Federal Complaint Cites Major Continuing Pollution by Florida Wastewater Facility

Tallahassee — A welter of serious water pollution offenses by the City of Daytona Beach sewage treatment operation requires immediate federal intervention, according to an enforcement complaint filed today by Public Employees for Environmental Responsibility (PEER) asking the U.S. Environmental Protection Agency (EPA) to step in.  The complaint targets a pattern of excess sewage dumped into an already impaired Halifax River, a popular snorkeling and boating venue within the Atlantic Intercoastal Waterway.

The Daytona/Bethune Point Wastewater Facility has a permit authorizing it to discharge 20 million gallons of treated sewage per day into the Halifax but routinely exceeds those permit limits.  Starting with a major spill following a fire and explosion which killed two workers in 2006, the PEER complaint traces a five-year litany of almost continual violations but only minimal state enforcement action:

  • At the time of a 2009 consent order with the Florida Department of Environmental Protection (DEP), the plant racked up another 25 violations even as it promised to comply with its permit;
  • Since that consent order, state records show another 35 violations, including raw sewage overflows, excessive levels of fecal coliform and failures to disinfect discharges; and
  • The facility has been on the EPA “Significant Noncompliance” list since July 2008.

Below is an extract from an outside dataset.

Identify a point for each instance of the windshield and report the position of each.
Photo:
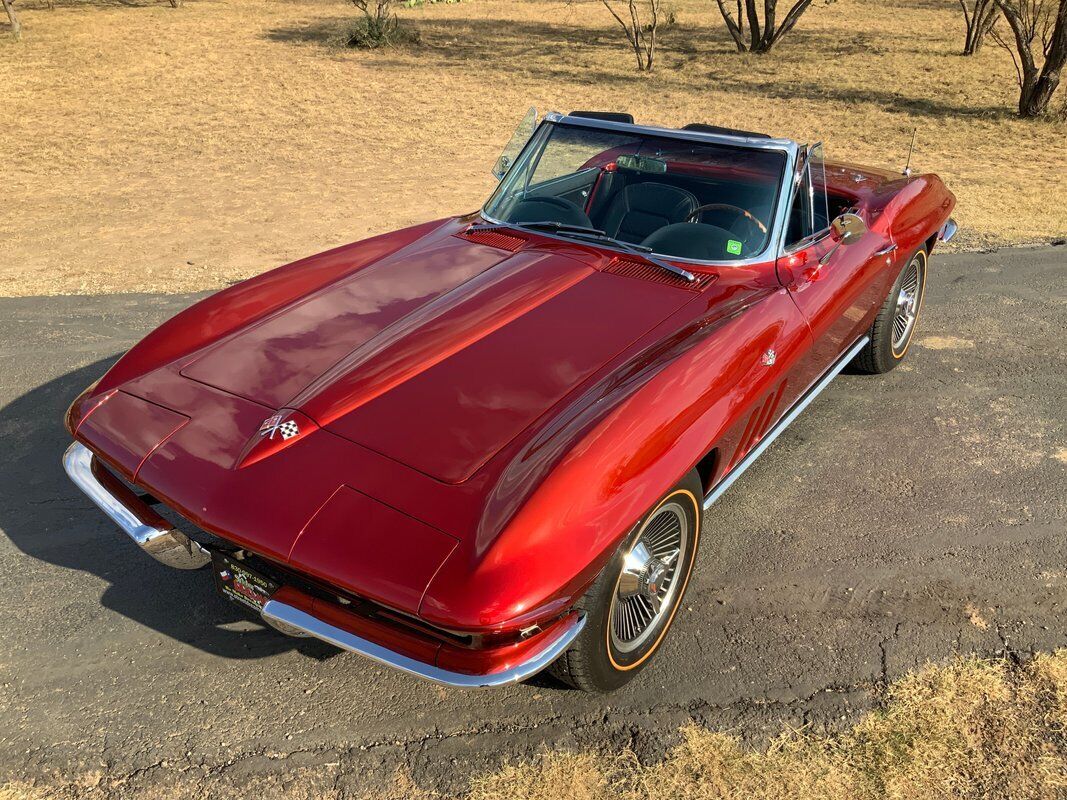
(670, 196)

“Daytona Beach is a poster child for what is wrong with Florida’s water quality,” stated Florida PEER Director Jerry Phillips, a former DEP enforcement attorney who filed the complaint.  “This city has a rap sheet that would make Al Capone blush.”

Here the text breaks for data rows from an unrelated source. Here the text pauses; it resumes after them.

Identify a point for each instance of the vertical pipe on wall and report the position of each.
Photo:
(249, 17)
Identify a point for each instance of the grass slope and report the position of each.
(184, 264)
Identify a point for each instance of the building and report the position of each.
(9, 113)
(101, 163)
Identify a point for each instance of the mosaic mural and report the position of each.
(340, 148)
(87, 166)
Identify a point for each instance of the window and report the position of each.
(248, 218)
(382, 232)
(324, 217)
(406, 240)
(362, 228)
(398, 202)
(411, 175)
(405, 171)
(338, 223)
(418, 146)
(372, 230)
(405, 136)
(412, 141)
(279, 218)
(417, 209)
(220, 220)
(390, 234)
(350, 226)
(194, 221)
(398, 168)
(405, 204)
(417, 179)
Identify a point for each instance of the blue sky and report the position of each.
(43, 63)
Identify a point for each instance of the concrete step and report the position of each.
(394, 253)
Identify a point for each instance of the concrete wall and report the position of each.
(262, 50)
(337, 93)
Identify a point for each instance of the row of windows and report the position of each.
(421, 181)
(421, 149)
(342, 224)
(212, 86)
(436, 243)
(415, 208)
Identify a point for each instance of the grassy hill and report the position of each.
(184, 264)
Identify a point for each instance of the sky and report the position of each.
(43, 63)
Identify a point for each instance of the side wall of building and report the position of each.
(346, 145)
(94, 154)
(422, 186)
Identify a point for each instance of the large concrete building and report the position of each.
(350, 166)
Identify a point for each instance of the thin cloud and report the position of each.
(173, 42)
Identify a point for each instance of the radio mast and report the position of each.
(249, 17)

Florida and EPA are currently wrestling over nutrient limits for Florida waters – principally, nitrogen and phosphorus, the main culprits in sewage water.   Nutrient levels continue to rise ominously in Florida waters due to an unabated flow of both legal and illegal discharges. The Daytona facility routinely violates its permit’s nutrient restrictions (particularly for nitrogen) for which it just as routinely pays fines limited to $250 per violation by the terms of its consent order with DEP.

“According to EPA, one-quarter of Florida water dischargers are in significant violation of their permits but those figures understate actual conditions,” added Phillips, noting that official recordkeeping is so incomplete that the true picture is undoubtedly much worse.  “Who sets nutrient criteria at what level does not matter if there is no enforcement.”

Citing imminent public health and environmental damage, the PEER complaint demands that the EPA Regional Administrator in Atlanta invoke federal concurrent authority to enforce the Clean Water Act and take jurisdiction over permit enforcement away from DEP.  If the EPA Region does not act, PEER can put the complaint before the EPA Assistant Administrator for Enforcement in Washington.  In the past few months, PEER has lodged similar complaints with EPA against the Clay County and the City of Boca Raton sewage treatment plants.